German prosecutors arrested three former top executives at Wirecard on Wednesday, saying they now suspected them of an organised criminal enterprise to bilk creditors of billions of euros based on faked accounts.
Former Chief Executive Markus Braun, who is already a suspect, was re-arrested along with Wirecard’s former chief financial officer and chief accounting officer on testimony from a cooperating witness, the prosecutor’s office said.
The three ex-executives are suspected of having conspired with others to inflate revenues by faking business with third-party acquiring partners, Anne Leiding, spokeswoman for the Munich State Prosecutor’s Office, said.
This created a false impression of financial strength that enabled Wirecard subsequently to borrow 3.2 billion euros (an equivalent of $3.70 billion).

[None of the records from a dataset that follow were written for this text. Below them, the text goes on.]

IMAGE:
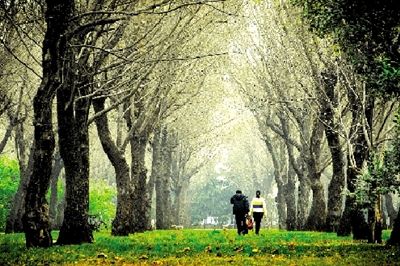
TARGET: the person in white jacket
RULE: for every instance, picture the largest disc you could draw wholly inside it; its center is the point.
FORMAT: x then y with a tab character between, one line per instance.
258	208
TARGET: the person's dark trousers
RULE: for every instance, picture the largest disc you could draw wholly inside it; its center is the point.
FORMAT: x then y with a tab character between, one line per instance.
241	223
257	219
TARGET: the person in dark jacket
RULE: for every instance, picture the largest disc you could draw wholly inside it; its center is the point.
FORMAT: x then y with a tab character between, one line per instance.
240	210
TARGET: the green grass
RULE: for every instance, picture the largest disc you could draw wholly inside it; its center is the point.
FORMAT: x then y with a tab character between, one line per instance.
204	247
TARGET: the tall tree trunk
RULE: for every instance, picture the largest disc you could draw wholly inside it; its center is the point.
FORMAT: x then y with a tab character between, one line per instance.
303	202
74	149
166	151
390	210
141	207
337	183
278	174
36	221
352	219
14	222
290	193
156	172
395	235
317	217
55	174
121	225
375	222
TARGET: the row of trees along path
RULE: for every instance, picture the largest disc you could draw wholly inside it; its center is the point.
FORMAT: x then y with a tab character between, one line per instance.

“In reality it was clear, at the latest by the end of 2015, that Wirecard’s real business was losing money,” Leiding told reporters in Munich.
Prosecutors are now investigating Braun and his suspected accomplices – who were not named – for organised commercial criminal fraud, breach of trust, false accounting and market manipulation.
Wirecard filed for insolvency last month after disclosing a 1.9 billion euro hole in its accounts that auditor EY said was the result of a sophisticated global fraud.
Once worth $28 billion, the company now has a stock market value of 220 million euros. The billions borrowed are now “in all probability lost” due to Wirecard’s insolvency, Leiding said.